Vulnerability Management (VM): NACs can integrate with VM scanners (Qualys, Tenable, Rapid). Scan results can inform posture assessment, potentially denying access to vulnerable devices.
IoT/Asset Management/CMDB: Integration with specialized platforms (e.g., Medigate) and CMDBs (ServiceNow) provides enhanced device profiling for better classification and policy.
Automated Response (SOAR)
Integration with Security Orchestration, Automation, and Response (SOAR) platforms enables automated responses based on correlated alerts from SIEM/EDR/NDR. A common playbook automatically triggers the NAC (ISE, ClearPass, AGNI) to quarantine or block a compromised/non-compliant device, reducing response times and limiting damage.
When NAC is integrated effectively, it becomes a dynamic component of a defense-in-depth strategy. Bidirectional context sharing and participation in automated response workflows transform NAC into a powerful tool for real-time threat containment and adaptive policy enforcement. While ISE offers deep integration within the Cisco ecosystem via pxGrid/TrustSec, ClearPass excels in multi-vendor environments through ClearPass Exchange, and AGNI provides streamlined integration within the Arista stack and via APIs/Concourse.

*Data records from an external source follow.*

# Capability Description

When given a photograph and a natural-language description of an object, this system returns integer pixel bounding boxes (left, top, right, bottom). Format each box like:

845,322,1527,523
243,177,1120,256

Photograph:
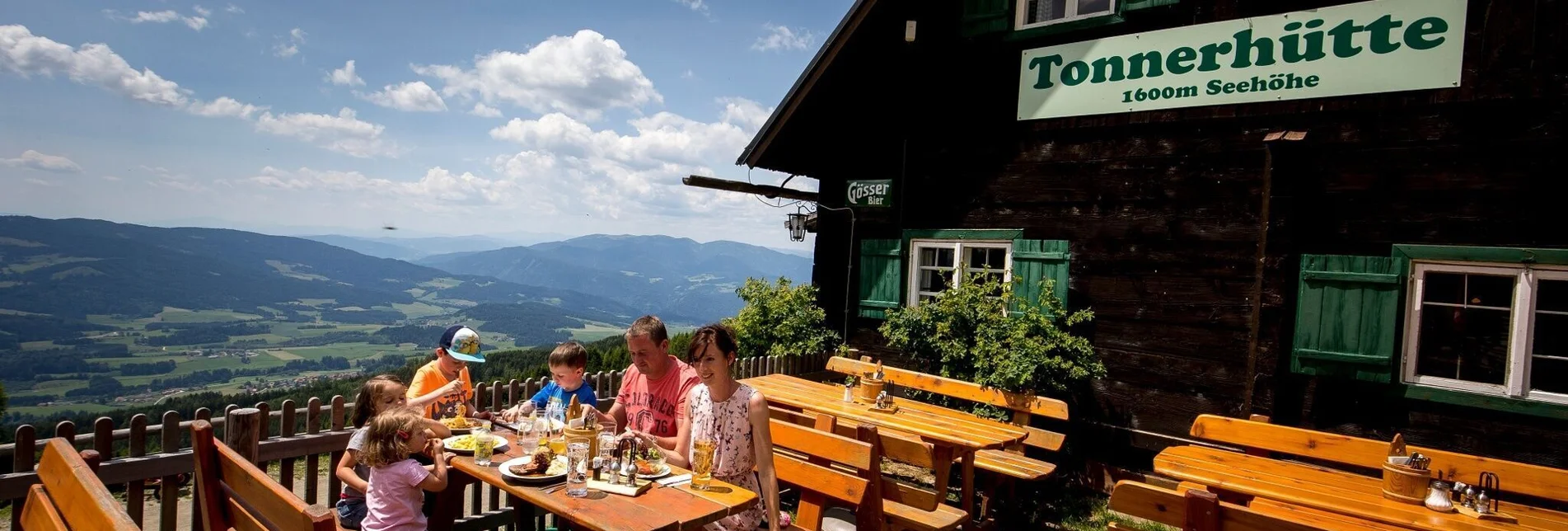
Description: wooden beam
681,174,820,203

Conclusion: Building a Zero Trust Campus with Integrated Solutions
Securing the modern campus network requires moving beyond perimeter defenses and implementing robust internal controls. LAN segmentation, utilizing techniques from foundational VLANs to granular micro-segmentation enabled by solutions like Arista MSS or Cisco TrustSec, is essential for limiting the attack surface and containing breaches. Network Access Control (NAC), delivered by platforms such as Cisco ISE, Aruba ClearPass, or Arista AGNI, provides the critical mechanism for enforcing access policies based on verified identity, device health, and context, addressing challenges from diverse users and BYOD/IoT proliferation.
Neither segmentation nor NAC are "set and forget" solutions. They demand careful planning, ongoing management, continuous monitoring, and thoughtful integration with the wider security ecosystem (SIEM, SOAR, Firewalls). The strength of modern approaches lies in the seamless integration of components—scalable fabrics like Campus VxLAN/EVPN, granular segmentation like MSS or TrustSec, and intelligent access control from AGNI, ISE, or ClearPass—often orchestrated by unified management planes like Arista CloudVision or integrated within broader frameworks like Cisco DNA Center.
By strategically deploying and managing these integrated technologies, organizations can build a more resilient, compliant, and secure campus network capable of supporting business objectives while mitigating the evolving threat landscape, paving the way towards a comprehensive Zero Trust architecture.